When the brave townspeople of Farmington, Conn., gave up television, naturally the television cameras of the nation headed their way before you could say ''Columbia Broadcasting System.'' That's television for you.

As the heretics appeared on the TV tubes which they themselves could no longer watch, they were staring at those cameras just a little wistfully. The pledged abstainers admitted their New Year's resolution would not be easy to keep. Honest individuals conceded there might be cheating - renegades tiptoeing downstairs in the middle of the night to snap on a 3 a.m. rerun of ''Our Miss Brooks,'' or whatnot.

Still, the town, pushed by the Library Council, had agreed to a January blackout, thus casting a vote against the passive excesses of life in electronic lotus-land, etc., etc. No doubt about that.

But a vote for what? For the art of conversation, maybe, or the habit of reading, or any number of ancient folkways. None of us, in Farmington and elsewhere, can be too precise on this side of the issue. One of the losses that occurs from watching too much television is, alas, the capacity to remember what you've lost.

We, as well as the people of Farmington, worry that the ''electronic village'' has become the only village, the ''electronic hearth,'' the only hearth. When people plug into the medium, do they withdraw to that degree from what Hawthorne called the ''magnetic chain of humanity''? If it doesn't sound too grandiose, perhaps, in the end, the Farmington abstainers want to answer the question: What has television cost the family, in both the particular and the universal sense of family?

There are people still around - though their children may doubt it - who can remember what life was like in the world BT (Before Television). No use pretending it was all Happy Hours and Togetherness - like a TV sitcom. Fathers fell asleep in armchairs, barricaded behind the pages of their newspaper. Mothers knitted a lot, and make no mistake - the click-clack of needles held purposefully in front of one can set up an outer defense the Pentagon might envy. Children said, ''Well, I guess it's time to hit the homework'' and climbed the stairs with shoulders dutifully squared to listen to ''I Love a Mystery'' on the old Atwater-Kent radios by their beds.

There was no automatic community just because commercial television was still a gleam in David Sarnoff's eye.

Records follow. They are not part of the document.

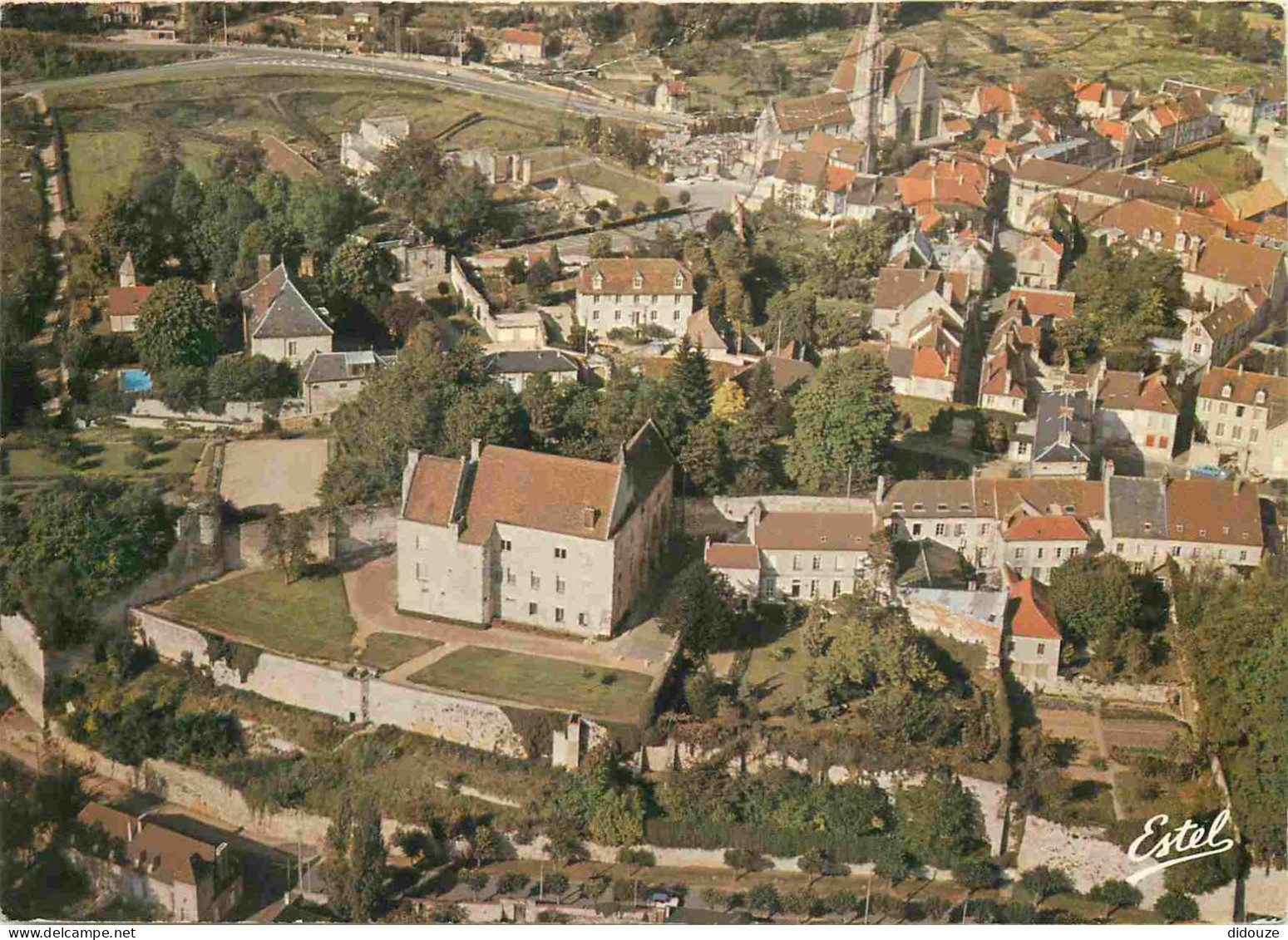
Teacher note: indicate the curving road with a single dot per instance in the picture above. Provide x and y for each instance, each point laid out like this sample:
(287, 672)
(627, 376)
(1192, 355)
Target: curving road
(461, 79)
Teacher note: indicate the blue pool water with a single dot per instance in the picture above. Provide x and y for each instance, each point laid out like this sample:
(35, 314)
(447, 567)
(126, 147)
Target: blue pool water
(136, 380)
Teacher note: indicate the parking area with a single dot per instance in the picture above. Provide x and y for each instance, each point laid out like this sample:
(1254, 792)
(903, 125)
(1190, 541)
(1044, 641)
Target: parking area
(284, 473)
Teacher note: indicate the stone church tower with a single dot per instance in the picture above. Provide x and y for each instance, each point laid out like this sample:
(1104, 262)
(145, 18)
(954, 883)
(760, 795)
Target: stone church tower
(868, 91)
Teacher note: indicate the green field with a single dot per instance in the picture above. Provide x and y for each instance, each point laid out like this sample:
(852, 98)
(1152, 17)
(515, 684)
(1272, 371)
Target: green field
(385, 651)
(1231, 168)
(103, 456)
(308, 617)
(539, 682)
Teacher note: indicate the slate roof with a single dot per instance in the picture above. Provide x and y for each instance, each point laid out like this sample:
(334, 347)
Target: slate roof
(530, 361)
(338, 367)
(1137, 508)
(814, 111)
(814, 531)
(1063, 411)
(733, 555)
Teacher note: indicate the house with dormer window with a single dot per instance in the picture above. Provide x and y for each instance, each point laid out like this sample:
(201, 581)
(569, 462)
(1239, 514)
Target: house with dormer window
(628, 293)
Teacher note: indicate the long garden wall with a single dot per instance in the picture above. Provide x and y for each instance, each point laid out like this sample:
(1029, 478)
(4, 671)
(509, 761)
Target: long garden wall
(349, 696)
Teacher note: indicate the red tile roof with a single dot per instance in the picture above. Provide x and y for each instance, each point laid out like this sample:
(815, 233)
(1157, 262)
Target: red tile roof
(816, 531)
(1039, 303)
(432, 494)
(1034, 613)
(1046, 528)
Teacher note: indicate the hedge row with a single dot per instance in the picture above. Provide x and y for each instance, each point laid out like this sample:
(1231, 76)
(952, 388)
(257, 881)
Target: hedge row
(668, 834)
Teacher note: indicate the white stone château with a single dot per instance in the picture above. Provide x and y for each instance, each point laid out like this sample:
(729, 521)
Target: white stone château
(535, 539)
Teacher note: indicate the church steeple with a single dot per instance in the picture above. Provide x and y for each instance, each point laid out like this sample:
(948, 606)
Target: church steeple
(868, 89)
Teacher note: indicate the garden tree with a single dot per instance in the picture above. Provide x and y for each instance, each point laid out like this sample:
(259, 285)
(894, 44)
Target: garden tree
(485, 846)
(880, 663)
(37, 818)
(1098, 604)
(490, 414)
(239, 159)
(705, 456)
(844, 421)
(1173, 905)
(81, 539)
(399, 407)
(288, 544)
(600, 245)
(764, 898)
(728, 400)
(250, 379)
(691, 377)
(1231, 634)
(1116, 893)
(555, 883)
(450, 203)
(176, 327)
(940, 822)
(358, 278)
(353, 865)
(701, 611)
(790, 317)
(978, 874)
(1051, 96)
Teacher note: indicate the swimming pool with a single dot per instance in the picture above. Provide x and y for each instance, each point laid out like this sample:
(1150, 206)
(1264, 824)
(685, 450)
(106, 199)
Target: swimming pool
(134, 380)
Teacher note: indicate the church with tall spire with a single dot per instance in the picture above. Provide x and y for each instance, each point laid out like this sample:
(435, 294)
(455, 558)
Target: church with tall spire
(879, 91)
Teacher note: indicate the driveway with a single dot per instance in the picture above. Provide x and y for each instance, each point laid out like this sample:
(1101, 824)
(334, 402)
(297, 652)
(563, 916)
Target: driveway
(373, 591)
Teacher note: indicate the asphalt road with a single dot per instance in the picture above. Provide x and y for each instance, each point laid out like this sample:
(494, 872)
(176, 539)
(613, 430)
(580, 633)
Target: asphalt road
(461, 79)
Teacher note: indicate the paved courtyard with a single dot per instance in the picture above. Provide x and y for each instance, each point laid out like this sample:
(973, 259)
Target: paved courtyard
(260, 473)
(373, 590)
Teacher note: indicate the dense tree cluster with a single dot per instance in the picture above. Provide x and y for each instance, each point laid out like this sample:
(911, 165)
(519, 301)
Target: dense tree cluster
(75, 543)
(1233, 635)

But, on the other hand, let Average-to-Heavy TV-Watchers - and we count ourself intermittently among them - watch themselves. Look about a so-called living room where the tube is flickering. People a couple of feet apart might as well be in separate houses. The connection is with It, not with One Another.

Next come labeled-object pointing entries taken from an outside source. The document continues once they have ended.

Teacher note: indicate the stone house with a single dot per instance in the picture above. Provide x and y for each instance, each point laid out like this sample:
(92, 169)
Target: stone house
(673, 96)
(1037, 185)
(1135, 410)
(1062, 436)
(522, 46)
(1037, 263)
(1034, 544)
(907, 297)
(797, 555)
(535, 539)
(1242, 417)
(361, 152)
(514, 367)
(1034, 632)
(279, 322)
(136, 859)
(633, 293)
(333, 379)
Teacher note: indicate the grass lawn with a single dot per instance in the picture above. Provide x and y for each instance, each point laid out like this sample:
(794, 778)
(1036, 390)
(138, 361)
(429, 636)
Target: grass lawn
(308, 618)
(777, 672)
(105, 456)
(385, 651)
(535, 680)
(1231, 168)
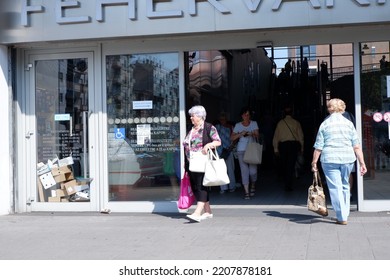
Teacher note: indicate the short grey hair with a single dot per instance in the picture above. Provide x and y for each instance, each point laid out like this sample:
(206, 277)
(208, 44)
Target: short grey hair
(198, 111)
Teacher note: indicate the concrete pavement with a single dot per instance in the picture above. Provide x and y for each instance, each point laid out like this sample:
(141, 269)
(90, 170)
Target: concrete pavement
(275, 225)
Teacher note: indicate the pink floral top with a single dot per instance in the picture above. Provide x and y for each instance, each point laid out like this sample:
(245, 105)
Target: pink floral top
(196, 142)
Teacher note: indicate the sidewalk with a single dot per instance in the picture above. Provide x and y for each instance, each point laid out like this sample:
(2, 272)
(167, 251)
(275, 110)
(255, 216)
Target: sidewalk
(268, 233)
(274, 226)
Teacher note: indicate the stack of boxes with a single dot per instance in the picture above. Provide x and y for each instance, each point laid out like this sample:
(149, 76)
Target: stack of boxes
(58, 184)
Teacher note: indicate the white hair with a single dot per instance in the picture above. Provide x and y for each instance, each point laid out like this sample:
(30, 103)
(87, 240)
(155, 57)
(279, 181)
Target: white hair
(198, 111)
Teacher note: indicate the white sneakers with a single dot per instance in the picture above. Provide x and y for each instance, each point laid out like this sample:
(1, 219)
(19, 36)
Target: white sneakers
(206, 216)
(198, 218)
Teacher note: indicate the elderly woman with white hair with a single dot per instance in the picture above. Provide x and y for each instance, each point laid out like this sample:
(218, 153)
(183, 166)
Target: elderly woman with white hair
(201, 137)
(338, 145)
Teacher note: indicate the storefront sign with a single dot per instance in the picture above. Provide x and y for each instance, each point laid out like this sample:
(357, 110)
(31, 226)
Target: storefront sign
(253, 6)
(142, 105)
(386, 116)
(377, 117)
(388, 86)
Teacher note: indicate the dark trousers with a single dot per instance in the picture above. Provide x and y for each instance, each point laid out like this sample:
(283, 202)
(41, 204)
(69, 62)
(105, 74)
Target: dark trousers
(201, 192)
(288, 151)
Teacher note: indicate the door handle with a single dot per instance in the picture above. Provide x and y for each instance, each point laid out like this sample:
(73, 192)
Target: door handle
(29, 134)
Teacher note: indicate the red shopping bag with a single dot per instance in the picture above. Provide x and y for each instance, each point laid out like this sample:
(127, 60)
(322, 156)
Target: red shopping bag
(186, 197)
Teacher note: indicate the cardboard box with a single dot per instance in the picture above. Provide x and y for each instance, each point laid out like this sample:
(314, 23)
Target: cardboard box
(61, 170)
(61, 193)
(63, 177)
(42, 168)
(76, 188)
(47, 180)
(54, 199)
(65, 161)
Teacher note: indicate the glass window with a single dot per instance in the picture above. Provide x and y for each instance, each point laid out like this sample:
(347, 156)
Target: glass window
(61, 92)
(143, 126)
(375, 92)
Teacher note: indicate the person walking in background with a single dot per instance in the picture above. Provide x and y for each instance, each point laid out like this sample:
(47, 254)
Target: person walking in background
(225, 130)
(288, 144)
(338, 146)
(245, 131)
(201, 137)
(383, 62)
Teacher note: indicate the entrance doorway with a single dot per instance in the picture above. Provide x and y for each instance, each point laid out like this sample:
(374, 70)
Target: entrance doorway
(266, 80)
(58, 137)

In a science-fiction way, Wally and Beaver, Archie Bunker, the Jeffersons, even - help us! - the Flintstones, have become our real families during these years we now refer to almost organically as ''television seasons.''

Do we wax too melodramatic? Look, finally, at the child lying flat on the floor, legs splayed behind, uplifted face cupped in both hands - five feet from the set. After a while, this marathon gazer is not simply detached from the human race. He or she does not even know or care what program is being watched. The child is spaced out, in the most terrible sense of the words.

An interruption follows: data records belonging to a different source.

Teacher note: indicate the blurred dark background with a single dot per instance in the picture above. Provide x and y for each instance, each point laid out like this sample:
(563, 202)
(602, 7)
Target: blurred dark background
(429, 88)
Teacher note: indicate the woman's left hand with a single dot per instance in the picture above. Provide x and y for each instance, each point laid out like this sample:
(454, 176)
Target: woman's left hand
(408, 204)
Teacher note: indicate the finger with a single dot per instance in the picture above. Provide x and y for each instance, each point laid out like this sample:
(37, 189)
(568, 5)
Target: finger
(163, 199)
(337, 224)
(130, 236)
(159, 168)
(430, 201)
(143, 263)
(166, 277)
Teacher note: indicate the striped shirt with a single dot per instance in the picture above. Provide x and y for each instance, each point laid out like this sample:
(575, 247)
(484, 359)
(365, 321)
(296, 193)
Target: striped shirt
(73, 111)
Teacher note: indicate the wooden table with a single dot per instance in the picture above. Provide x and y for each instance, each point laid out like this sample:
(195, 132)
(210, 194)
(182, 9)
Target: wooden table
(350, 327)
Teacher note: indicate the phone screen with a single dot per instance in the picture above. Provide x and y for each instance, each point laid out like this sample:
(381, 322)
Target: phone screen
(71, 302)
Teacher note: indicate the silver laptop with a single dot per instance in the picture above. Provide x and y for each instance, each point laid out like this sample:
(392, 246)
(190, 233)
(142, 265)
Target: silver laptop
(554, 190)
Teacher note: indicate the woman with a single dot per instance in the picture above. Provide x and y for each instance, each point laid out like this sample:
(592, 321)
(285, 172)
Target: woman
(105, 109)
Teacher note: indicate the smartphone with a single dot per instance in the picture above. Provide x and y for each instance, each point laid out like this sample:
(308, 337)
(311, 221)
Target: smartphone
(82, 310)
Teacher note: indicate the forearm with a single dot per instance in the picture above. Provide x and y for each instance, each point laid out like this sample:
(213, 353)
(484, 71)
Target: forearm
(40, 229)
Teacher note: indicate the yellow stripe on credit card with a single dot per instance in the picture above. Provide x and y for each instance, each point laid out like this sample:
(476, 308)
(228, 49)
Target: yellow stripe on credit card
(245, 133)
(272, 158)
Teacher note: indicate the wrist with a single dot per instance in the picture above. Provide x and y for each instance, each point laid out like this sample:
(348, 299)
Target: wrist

What has television cost us? The question is as far beyond us as the other question: How has television benefited us?

We fall back on specifics. We reexamine, for instance, the furniture of our lives. In the days BT, people sat facing one another. The angle of confrontation was taken for granted. Now rooms are arranged so that their inhabitants can sit in parallel rank, facing the screen. Interior decorating has become the art of serving communal solitude.

Somebody ought to write a social history of the kitchen table - the forum for Big Discussions, where everybody had to look everybody else in the eye, which was also the favored space for writing letters to absent family members.

The breakfast bar, it may be recalled, came in with television, giving counter-squatters all the intimacy of a column of soldiers executing ''eyes right'' - toward the video blinking at the far end.

We're going to watch the Farmington Experiment, and any other experiments to follow, including - who knows? - maybe our own. But we intend to keep our hopes modest. If some designer starts a revival of the old-fashioned breakfast nook, we'll take that as signal enough - for now.